FEDERAL COURT OF AUSTRALIA

Australian Securities and Investments Commission v One Tech Media Limited (No 4) [2018] FCA 1533

File number:

VID 848 of 2016

Judge:

MOSHINSKY J

Date of judgment:

11 October 2018

Catchwords:

CONTEMPT OF COURT – civil contempt – penalties – where three of the defendants admitted liability for contempt – where the Court made declarations of contempt substantially in the terms proposed by the parties – applicable principles regarding penalties

Legislation:

Corporations Act 2001 (Cth), ss 1323, 1324

Cases cited:

Australian Securities and Investments Commission v Michalik (2004) 52 ACSR 115

Australian Competition and Consumer Commission v World Netsafe Pty Ltd (2003) 133 FCR 279

Barbaro v The Queen (2014) 253 CLR 58

Commonwealth v Director, Fair Work Building Industry Inspectorate (2015) 258 CLR 482

Construction, Forestry, Mining and Energy Union v Boral Resources (Vic) Pty Ltd (2015) 256 CLR 375

Hinch v Attorney-General (Vic) (1987) 164 CLR 15

Kazal v Thunder Studios Inc (California) (2017) 256 FCR 90

Louis Vuitton Malletier SA v Design Elegance Pty Ltd (2006) 149 FCR 494

Date of hearing:

Determined on the papers

Date of last submissions:

28 August 2018

Registry:

Victoria

Division:

General Division

National Practice Area:

Commercial and Corporations

Sub-area:

Regulator and Consumer Protection

Category:

Catchwords

Number of paragraphs:

26

Counsel for the Plaintiff:

Mr MR Pearce SC with Ms N Moncrief

Solicitor for the Plaintiff:

Australian Securities and Investments Commission

Counsel for the Third, Fourth, Sixth, Eighth and Ninth Defendants:

Mr R Peters

Solicitor for the Third, Fourth, Sixth, Eighth and Ninth Defendants:

HWL Ebsworth Lawyers

Counsel for the First, Second, Fifth, Seventh, Tenth to Sixteenth Defendants:

The First, Second, Fifth, Seventh, and Tenth to Sixteenth Defendants did not appear

ORDERS

VID 848 of 2016

BETWEEN:

AUSTRALIAN SECURITIES AND INVESTMENTS COMMISSION

Plaintiff

AND:

ONE TECH MEDIA LIMITED

First Defendant

ULTRA SOLUTIONS MG (UK) LIMITED

Second Defendant

ALLIANZ METRO PTY LTD (ACN 610 042 843) (and others named in the Schedule)

Third Defendant

JUDGE:

MOSHINSKY J

DATE OF ORDER:

11 OCTOBER 2018

THE COURT ORDERS THAT:

1.    Within 90 days of the date of this order, the fourth defendant (Eustace Senese) pay a fine of $40,000 in respect of the contempts of court described in paragraph 1 of the declarations made on 19 July 2018.
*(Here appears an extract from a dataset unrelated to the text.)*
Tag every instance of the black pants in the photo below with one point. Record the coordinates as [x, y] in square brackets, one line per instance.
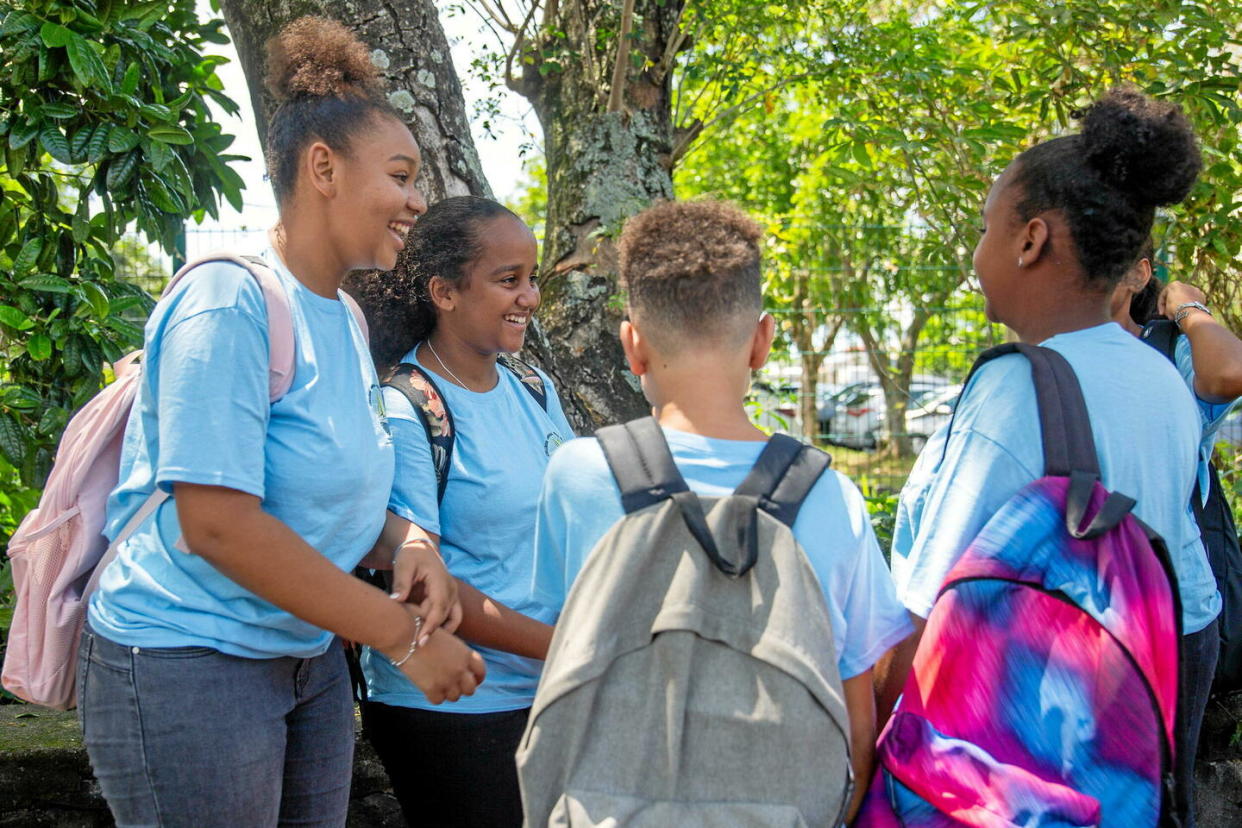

2.    Within 90 days of the date of this order, the sixth defendant (Transcomm Global Pty Ltd) pay a fine of $10,000 in respect of the contempts of court described in paragraph 2 of the declarations made on 19 July 2018.

3.    Within 90 days of the date of this order, the ninth defendant (Cameron David Senese) pay a fine of:

(a)    $5,000 in respect of the contempts of court described in paragraphs 3(a) and 3(e) of the declarations made on 19 July 2018; and

(b)    $5,000 in respect of the contempts of court described in paragraphs 3(b), 3(c) and 3(d) of the declarations made on 19 July 2018.

4.    The fines payable pursuant to paragraphs 1, 2 and 3 above be paid into the Consolidated Revenue Fund.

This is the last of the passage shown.